In closing, I end my speech by revising German anti-Nazi Martin Niemöller’s famous poem:
First the Trump Administration came for the First Nations of America, and I did not speak out—
Because I was not a Native American from the First Nations.
Then they came for the Women, and I did not speak out—
Because I was not a Woman. (Or I was a woman who thought my abusive president could change).
Then they came for the African Americans, and I did not speak out—
Because I was not an African American.
Then they came for the Mexicans, other Latinos, and Asians, and I did not speak out—
Because I was not a Mexican in particular, Latino in general, or Asian.

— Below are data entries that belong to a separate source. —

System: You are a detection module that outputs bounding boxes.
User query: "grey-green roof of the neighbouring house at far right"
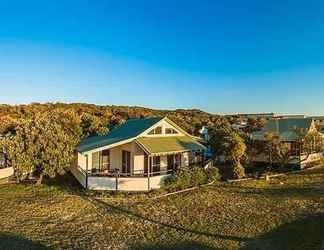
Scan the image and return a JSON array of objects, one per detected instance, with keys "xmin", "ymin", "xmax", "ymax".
[{"xmin": 252, "ymin": 118, "xmax": 313, "ymax": 141}]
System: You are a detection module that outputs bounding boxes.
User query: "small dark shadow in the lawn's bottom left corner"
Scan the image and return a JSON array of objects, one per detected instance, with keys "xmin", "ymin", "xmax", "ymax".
[{"xmin": 0, "ymin": 232, "xmax": 50, "ymax": 250}]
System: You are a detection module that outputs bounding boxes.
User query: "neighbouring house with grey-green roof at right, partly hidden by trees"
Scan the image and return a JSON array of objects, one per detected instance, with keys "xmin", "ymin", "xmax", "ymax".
[{"xmin": 252, "ymin": 118, "xmax": 322, "ymax": 166}]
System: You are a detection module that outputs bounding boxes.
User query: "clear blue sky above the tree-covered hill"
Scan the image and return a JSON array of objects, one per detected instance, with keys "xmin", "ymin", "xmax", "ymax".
[{"xmin": 0, "ymin": 0, "xmax": 324, "ymax": 114}]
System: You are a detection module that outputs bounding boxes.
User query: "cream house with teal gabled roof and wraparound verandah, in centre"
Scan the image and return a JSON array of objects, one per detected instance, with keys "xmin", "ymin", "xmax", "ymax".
[{"xmin": 71, "ymin": 118, "xmax": 206, "ymax": 191}]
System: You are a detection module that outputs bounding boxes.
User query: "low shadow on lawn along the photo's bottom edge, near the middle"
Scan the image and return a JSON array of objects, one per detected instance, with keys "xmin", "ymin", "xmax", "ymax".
[{"xmin": 129, "ymin": 241, "xmax": 217, "ymax": 250}]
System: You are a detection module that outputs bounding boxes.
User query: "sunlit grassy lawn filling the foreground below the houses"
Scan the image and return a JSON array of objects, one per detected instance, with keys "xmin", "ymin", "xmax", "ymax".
[{"xmin": 0, "ymin": 168, "xmax": 324, "ymax": 249}]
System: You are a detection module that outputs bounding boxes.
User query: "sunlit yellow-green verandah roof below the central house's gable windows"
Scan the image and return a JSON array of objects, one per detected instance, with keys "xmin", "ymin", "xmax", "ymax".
[{"xmin": 136, "ymin": 136, "xmax": 206, "ymax": 154}]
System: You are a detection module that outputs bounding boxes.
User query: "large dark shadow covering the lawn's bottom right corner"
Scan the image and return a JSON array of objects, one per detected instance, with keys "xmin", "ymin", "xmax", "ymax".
[{"xmin": 242, "ymin": 213, "xmax": 324, "ymax": 250}]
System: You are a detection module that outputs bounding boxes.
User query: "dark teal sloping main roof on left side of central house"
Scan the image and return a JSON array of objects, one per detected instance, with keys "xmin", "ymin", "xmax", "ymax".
[{"xmin": 77, "ymin": 117, "xmax": 163, "ymax": 153}]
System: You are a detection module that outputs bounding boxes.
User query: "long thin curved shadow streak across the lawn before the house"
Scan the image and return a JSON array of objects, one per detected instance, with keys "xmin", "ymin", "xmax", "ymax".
[{"xmin": 91, "ymin": 199, "xmax": 249, "ymax": 242}]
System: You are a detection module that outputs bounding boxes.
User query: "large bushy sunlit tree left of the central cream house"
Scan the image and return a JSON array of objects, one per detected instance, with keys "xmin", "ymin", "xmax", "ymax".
[{"xmin": 0, "ymin": 111, "xmax": 81, "ymax": 184}]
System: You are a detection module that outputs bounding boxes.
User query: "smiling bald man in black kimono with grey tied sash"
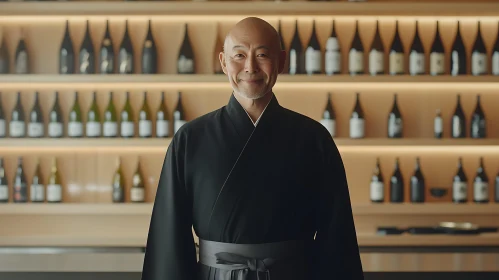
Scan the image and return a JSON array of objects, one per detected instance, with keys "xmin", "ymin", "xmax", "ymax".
[{"xmin": 142, "ymin": 17, "xmax": 363, "ymax": 280}]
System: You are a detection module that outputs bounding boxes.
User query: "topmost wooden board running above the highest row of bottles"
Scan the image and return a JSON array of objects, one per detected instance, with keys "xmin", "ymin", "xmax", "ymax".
[{"xmin": 0, "ymin": 1, "xmax": 499, "ymax": 16}]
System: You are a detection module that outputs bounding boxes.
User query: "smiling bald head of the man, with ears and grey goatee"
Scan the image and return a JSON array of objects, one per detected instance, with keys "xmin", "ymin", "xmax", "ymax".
[{"xmin": 219, "ymin": 18, "xmax": 286, "ymax": 99}]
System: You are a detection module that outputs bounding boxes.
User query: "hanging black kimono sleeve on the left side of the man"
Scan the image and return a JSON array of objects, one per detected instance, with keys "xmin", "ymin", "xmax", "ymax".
[{"xmin": 141, "ymin": 138, "xmax": 197, "ymax": 280}]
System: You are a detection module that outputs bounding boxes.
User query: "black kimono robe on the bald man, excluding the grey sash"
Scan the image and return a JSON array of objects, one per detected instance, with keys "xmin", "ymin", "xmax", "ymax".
[{"xmin": 142, "ymin": 92, "xmax": 363, "ymax": 280}]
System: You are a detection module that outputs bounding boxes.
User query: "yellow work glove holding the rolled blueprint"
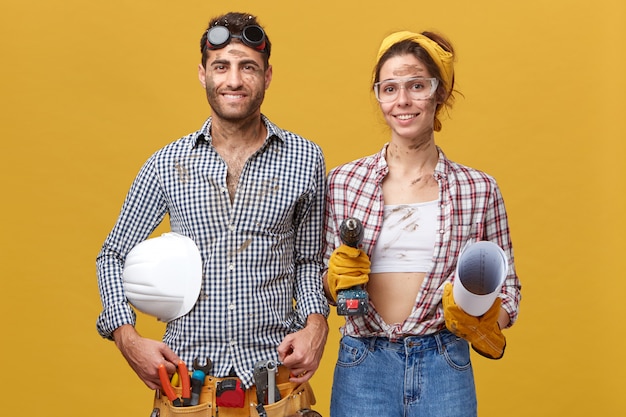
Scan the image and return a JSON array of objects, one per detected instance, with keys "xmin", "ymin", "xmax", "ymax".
[{"xmin": 442, "ymin": 283, "xmax": 506, "ymax": 359}]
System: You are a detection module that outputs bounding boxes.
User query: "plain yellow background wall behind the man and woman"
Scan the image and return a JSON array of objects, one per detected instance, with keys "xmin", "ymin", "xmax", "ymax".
[{"xmin": 0, "ymin": 0, "xmax": 626, "ymax": 417}]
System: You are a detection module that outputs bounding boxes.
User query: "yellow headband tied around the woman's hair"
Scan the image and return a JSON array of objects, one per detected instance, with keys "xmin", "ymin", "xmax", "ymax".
[{"xmin": 374, "ymin": 31, "xmax": 454, "ymax": 92}]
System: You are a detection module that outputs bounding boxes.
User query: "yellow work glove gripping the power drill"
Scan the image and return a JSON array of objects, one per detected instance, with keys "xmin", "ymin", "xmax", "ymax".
[{"xmin": 328, "ymin": 244, "xmax": 370, "ymax": 301}]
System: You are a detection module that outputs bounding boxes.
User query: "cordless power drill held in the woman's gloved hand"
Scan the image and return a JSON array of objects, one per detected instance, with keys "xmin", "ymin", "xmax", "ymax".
[{"xmin": 337, "ymin": 217, "xmax": 369, "ymax": 316}]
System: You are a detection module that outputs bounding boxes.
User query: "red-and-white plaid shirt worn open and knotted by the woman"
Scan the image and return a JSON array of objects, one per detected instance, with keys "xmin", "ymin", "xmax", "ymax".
[{"xmin": 324, "ymin": 145, "xmax": 521, "ymax": 340}]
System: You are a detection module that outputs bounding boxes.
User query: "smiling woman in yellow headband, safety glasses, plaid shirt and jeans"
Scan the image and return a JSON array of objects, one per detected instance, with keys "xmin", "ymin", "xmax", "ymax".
[{"xmin": 324, "ymin": 32, "xmax": 521, "ymax": 417}]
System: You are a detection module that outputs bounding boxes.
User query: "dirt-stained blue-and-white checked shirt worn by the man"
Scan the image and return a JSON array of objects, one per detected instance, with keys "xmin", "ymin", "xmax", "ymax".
[{"xmin": 97, "ymin": 116, "xmax": 328, "ymax": 386}]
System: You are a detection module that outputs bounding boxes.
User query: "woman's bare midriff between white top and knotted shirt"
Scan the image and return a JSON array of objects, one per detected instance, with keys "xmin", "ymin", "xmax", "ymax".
[{"xmin": 367, "ymin": 272, "xmax": 426, "ymax": 324}]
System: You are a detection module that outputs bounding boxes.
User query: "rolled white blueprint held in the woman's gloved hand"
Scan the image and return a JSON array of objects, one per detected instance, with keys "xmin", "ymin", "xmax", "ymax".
[{"xmin": 452, "ymin": 241, "xmax": 508, "ymax": 317}]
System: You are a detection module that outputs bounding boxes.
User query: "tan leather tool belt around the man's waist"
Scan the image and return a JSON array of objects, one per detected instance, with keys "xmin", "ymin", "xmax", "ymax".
[{"xmin": 152, "ymin": 366, "xmax": 319, "ymax": 417}]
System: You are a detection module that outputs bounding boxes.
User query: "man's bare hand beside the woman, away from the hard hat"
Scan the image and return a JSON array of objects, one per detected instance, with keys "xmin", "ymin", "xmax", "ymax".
[{"xmin": 278, "ymin": 314, "xmax": 328, "ymax": 384}]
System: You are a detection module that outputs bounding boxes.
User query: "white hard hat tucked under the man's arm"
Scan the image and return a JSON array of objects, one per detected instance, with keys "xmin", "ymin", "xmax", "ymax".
[{"xmin": 122, "ymin": 232, "xmax": 202, "ymax": 322}]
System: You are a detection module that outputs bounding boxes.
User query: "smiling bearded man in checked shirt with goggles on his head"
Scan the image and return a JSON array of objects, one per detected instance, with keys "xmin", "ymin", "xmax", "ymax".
[{"xmin": 97, "ymin": 13, "xmax": 328, "ymax": 414}]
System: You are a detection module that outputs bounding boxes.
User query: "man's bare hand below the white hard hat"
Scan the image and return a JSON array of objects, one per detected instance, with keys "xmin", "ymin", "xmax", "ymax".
[{"xmin": 113, "ymin": 324, "xmax": 180, "ymax": 389}]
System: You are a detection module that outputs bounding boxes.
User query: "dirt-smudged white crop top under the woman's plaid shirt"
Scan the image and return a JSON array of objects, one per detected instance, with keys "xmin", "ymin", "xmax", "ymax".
[{"xmin": 370, "ymin": 200, "xmax": 439, "ymax": 273}]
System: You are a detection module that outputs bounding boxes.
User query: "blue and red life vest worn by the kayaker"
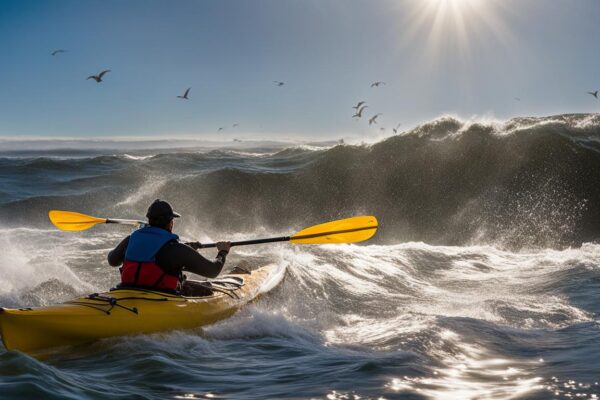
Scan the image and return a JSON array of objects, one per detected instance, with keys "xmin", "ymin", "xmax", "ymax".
[{"xmin": 120, "ymin": 226, "xmax": 180, "ymax": 291}]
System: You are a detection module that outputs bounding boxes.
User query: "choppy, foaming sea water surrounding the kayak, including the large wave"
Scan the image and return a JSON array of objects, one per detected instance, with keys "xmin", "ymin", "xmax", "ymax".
[{"xmin": 0, "ymin": 116, "xmax": 600, "ymax": 399}]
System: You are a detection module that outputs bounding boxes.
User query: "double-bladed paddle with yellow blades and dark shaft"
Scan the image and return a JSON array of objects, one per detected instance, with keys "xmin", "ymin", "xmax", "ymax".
[{"xmin": 48, "ymin": 210, "xmax": 378, "ymax": 248}]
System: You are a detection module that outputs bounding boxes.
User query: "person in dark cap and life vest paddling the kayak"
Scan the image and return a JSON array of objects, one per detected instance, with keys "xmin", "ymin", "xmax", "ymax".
[{"xmin": 108, "ymin": 199, "xmax": 231, "ymax": 296}]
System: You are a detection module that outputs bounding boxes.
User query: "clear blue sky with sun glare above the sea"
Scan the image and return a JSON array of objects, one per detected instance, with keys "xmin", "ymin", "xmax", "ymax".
[{"xmin": 0, "ymin": 0, "xmax": 600, "ymax": 139}]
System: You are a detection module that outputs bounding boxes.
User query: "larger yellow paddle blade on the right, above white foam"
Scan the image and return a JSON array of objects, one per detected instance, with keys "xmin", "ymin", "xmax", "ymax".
[{"xmin": 290, "ymin": 215, "xmax": 377, "ymax": 244}]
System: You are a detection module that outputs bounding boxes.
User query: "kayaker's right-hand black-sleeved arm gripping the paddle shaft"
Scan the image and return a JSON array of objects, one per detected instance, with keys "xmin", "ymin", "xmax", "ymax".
[{"xmin": 156, "ymin": 242, "xmax": 227, "ymax": 278}]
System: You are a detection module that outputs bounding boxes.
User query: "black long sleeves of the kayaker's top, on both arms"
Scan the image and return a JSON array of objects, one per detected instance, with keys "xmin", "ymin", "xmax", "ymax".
[{"xmin": 108, "ymin": 236, "xmax": 227, "ymax": 278}]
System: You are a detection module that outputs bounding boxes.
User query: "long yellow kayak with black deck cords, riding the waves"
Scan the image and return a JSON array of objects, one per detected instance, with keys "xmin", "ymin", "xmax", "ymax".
[{"xmin": 0, "ymin": 265, "xmax": 285, "ymax": 352}]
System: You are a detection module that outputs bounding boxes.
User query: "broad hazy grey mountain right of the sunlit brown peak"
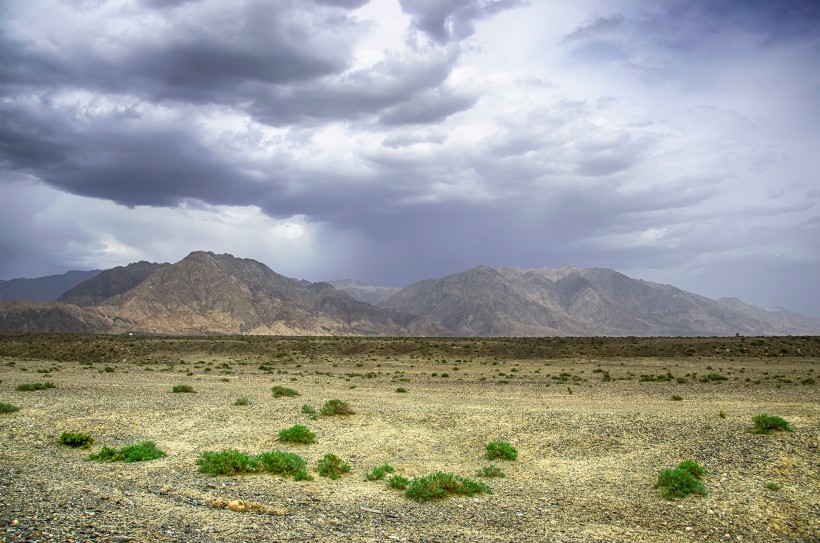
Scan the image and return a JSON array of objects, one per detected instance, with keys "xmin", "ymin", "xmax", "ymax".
[{"xmin": 381, "ymin": 266, "xmax": 820, "ymax": 336}]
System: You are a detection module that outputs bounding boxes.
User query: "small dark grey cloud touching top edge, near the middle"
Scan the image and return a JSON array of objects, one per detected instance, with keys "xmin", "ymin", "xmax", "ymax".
[{"xmin": 400, "ymin": 0, "xmax": 526, "ymax": 43}]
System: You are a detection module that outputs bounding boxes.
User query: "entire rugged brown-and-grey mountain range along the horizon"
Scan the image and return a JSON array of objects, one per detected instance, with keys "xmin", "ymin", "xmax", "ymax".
[{"xmin": 0, "ymin": 251, "xmax": 820, "ymax": 336}]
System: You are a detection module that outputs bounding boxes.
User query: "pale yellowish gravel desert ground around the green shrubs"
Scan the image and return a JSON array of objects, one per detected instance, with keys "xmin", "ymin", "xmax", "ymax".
[{"xmin": 0, "ymin": 353, "xmax": 820, "ymax": 543}]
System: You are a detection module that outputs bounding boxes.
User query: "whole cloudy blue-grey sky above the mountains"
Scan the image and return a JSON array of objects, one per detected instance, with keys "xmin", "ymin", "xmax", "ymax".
[{"xmin": 0, "ymin": 0, "xmax": 820, "ymax": 317}]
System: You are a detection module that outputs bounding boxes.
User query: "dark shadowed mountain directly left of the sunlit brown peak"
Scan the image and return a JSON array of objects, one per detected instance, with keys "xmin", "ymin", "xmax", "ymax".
[{"xmin": 57, "ymin": 260, "xmax": 170, "ymax": 307}]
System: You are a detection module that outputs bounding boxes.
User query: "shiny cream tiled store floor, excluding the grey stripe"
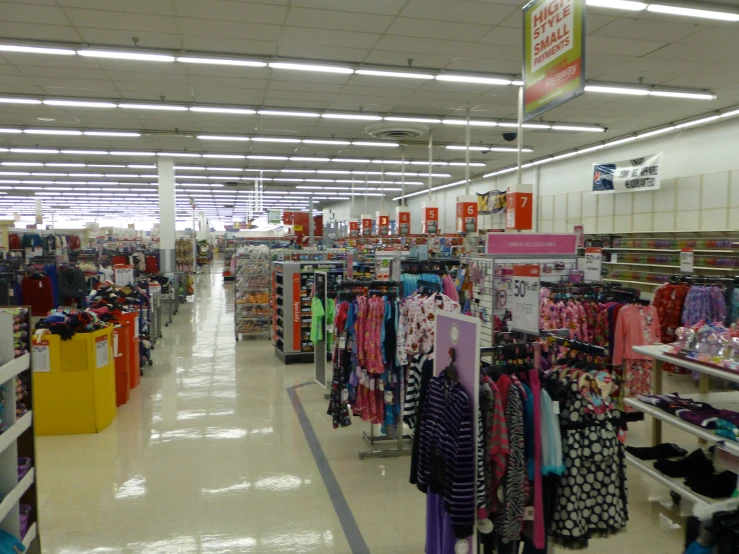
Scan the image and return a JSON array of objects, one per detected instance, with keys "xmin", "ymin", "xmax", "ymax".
[{"xmin": 38, "ymin": 260, "xmax": 695, "ymax": 554}]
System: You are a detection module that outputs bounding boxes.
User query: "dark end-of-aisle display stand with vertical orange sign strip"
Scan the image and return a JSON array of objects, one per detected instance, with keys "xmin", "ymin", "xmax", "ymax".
[{"xmin": 272, "ymin": 260, "xmax": 346, "ymax": 364}]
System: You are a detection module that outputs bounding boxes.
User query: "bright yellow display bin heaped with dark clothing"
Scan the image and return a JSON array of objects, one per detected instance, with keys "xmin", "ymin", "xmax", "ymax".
[{"xmin": 33, "ymin": 325, "xmax": 116, "ymax": 435}]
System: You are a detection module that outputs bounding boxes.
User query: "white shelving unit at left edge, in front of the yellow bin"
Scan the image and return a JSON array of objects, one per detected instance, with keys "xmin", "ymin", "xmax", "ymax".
[{"xmin": 0, "ymin": 306, "xmax": 41, "ymax": 554}]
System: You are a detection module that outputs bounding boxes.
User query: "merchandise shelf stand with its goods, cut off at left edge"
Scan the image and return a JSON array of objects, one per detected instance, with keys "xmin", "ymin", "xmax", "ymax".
[{"xmin": 0, "ymin": 306, "xmax": 41, "ymax": 554}]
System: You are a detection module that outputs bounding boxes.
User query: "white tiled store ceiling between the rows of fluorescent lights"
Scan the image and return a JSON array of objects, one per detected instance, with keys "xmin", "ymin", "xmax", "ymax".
[{"xmin": 0, "ymin": 0, "xmax": 739, "ymax": 224}]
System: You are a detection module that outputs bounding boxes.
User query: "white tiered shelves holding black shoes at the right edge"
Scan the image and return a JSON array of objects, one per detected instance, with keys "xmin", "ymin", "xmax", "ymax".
[{"xmin": 625, "ymin": 344, "xmax": 739, "ymax": 519}]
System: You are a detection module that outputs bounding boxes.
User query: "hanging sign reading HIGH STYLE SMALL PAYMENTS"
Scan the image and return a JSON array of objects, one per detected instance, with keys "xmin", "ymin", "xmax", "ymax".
[{"xmin": 523, "ymin": 0, "xmax": 587, "ymax": 121}]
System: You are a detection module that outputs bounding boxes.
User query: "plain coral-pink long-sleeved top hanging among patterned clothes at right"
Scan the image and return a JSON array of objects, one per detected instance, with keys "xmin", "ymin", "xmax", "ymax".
[{"xmin": 613, "ymin": 304, "xmax": 661, "ymax": 365}]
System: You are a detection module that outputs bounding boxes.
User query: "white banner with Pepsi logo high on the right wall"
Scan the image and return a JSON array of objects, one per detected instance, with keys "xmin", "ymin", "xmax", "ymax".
[{"xmin": 593, "ymin": 152, "xmax": 662, "ymax": 194}]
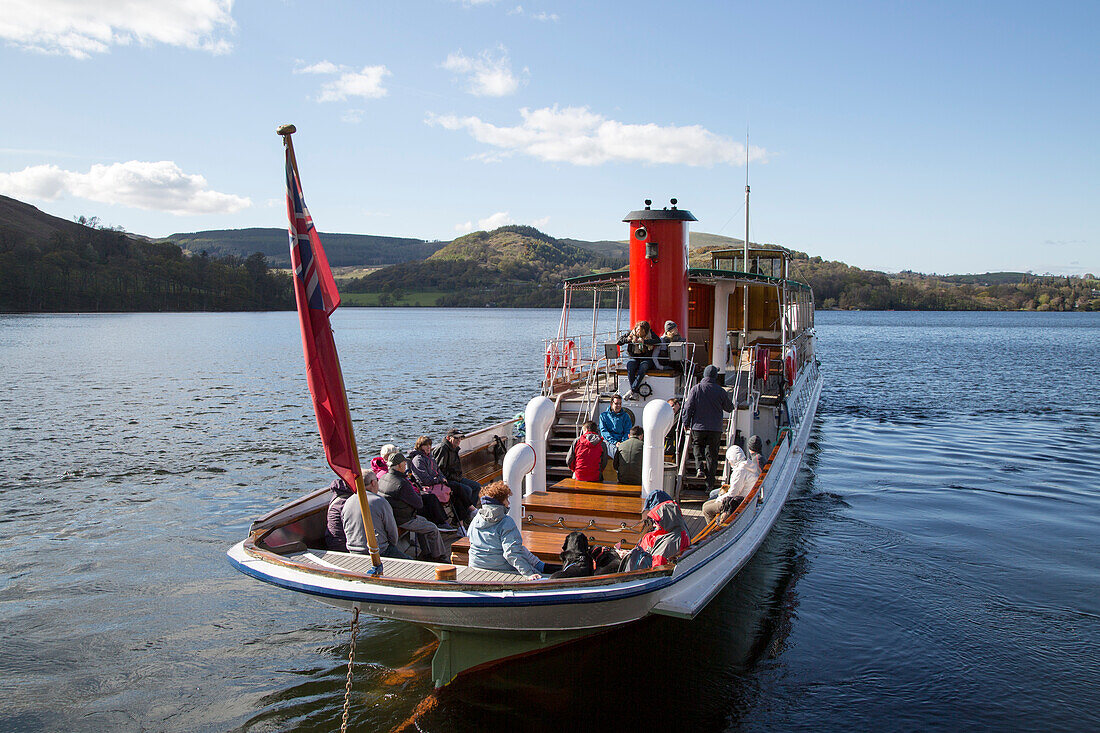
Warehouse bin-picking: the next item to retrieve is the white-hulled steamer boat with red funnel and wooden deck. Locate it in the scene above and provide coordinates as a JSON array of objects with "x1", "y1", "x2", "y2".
[{"x1": 229, "y1": 131, "x2": 822, "y2": 687}]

Then they came for the Muslims, and I did not speak out—
Because I was not a Muslim.
Then they came for the Jews, and I did not speak out—
Because I was not a Jew.
Then they came for those with disabilities, and I did not speak out—
Because I was not disabled.
Then they came for persons who were LGBTQ, and I did not speak out—
Because I was not Queer.
Then they came for the Immigrants and Refugees, and I did not speak out—
Because I was not a recent Immigrant or Refugee.
Then they came for me—and there was no one left to speak for me.
L. Janelle Dance is an Associate Professor of Sociology and Ethnic Studies at the University of Nebraska-Lincoln. This presentation was one of five short speeches given for the panel discussion “We The People: A Roundtable on Black Lives and American Politics,” held at the University of Nebraska-Lincoln on February 9, 2017. (Given time limitations, the speech given at the panel discussion was a seven-minute-excerpt of this longer version.)